In this project we'll be looking at adding and improving features. These include reading out more complex parts of content, such as tables, images and references. We'll add support for the interface and editing. You'll be able to listen offline and download articles as audio files.

Like all other work done in the Wikimedia projects Wikispeech can be improved through crowdsourcing. It includes a tool for editing the pronunciations used by the TTS. Using this you can improve the listening experience for anyone listening to the same article. If you don't have the knowledge to improve pronunciations directly you will still be able to help out by noting when something sounds wrong.
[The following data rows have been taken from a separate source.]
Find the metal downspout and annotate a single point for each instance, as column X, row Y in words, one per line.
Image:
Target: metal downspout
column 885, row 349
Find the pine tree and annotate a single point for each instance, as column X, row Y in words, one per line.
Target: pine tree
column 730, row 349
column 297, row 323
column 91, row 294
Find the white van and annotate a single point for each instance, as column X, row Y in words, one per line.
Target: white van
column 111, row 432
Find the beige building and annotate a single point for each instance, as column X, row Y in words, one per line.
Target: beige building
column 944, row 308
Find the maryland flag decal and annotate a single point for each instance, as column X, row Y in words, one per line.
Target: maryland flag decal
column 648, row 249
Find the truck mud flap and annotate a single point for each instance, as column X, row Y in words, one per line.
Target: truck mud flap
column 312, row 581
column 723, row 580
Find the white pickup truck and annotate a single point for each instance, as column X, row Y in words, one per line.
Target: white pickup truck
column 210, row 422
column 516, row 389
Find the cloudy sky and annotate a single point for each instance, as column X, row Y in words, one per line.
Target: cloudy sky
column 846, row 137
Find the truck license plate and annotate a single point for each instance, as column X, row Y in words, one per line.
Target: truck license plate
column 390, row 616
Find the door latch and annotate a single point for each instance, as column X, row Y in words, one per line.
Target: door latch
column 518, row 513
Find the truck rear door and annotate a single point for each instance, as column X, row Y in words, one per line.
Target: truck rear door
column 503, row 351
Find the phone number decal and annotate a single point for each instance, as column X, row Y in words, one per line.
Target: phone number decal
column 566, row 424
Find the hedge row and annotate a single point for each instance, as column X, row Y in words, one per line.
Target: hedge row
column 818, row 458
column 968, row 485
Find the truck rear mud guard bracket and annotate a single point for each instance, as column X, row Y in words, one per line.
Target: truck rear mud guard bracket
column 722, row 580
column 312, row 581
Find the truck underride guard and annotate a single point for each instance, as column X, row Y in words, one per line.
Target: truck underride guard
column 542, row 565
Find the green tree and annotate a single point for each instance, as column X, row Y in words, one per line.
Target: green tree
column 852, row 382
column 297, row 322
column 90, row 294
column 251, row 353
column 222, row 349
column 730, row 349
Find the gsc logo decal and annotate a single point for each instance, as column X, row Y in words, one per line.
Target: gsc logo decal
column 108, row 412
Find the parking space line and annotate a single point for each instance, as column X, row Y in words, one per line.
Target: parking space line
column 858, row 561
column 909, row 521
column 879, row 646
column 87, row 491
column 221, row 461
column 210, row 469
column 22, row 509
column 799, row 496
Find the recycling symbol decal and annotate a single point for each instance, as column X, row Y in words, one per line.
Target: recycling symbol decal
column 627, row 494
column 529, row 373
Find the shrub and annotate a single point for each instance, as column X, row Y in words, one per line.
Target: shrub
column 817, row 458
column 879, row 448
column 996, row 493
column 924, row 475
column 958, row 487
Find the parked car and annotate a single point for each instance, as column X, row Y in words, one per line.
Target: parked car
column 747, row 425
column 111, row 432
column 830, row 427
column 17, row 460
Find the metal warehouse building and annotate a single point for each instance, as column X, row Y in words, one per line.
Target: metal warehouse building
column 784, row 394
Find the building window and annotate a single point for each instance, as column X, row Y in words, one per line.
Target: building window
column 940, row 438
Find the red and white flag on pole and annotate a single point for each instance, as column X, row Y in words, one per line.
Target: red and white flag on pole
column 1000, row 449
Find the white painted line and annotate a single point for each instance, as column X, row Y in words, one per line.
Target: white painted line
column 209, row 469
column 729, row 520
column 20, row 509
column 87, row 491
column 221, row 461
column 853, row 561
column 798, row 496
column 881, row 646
We'll also be looking at how Wikidata's lexemes can be used by Wikispeech and how it in turn can help by contributing new lexemes.

Another way to improve and expand Wikispeech is by contributing speech data. This data can be used to add new voices and languages to Wikispeech. Since it will be freely licensed it can also be used by other initiatives where speech data is needed. This will help in the development of ethical AI. As part of Wikispeech we've developed the Speech Data Collector. We'll continue working on this tool to give contributors an easy way to help out.

A lot has happened in the field of TTS since we first started working on Wikispeech. This includes more natural sounding voices and the ability to create new voices with relatively little speech data. We'll be looking into what components fit in our open source solution and how to incorporate them.

Alongside the continued development we'll be starting up an accessibility academy. This will create educational resources that will help when collecting speech data. In the future it'll also expand to other accessibility areas.

How does your session relate to the event theme, Wikimania@20 – Inclusivity. Impact. Sustainability?

Wikispeech is strongly connected to inclusivity. Not everyone who wants to take part of the knowledge generated by the Wikimedia movement is able to do so because a lot of it is presented as text. Wikispeech can help those who need or prefer to listen instead.

What is the experience level needed for the audience for your session?

Everyone can participate in this session

Resources

Speakers

  • Sebastian Berlin
...
  • Viktoria Hillerud (WMSE)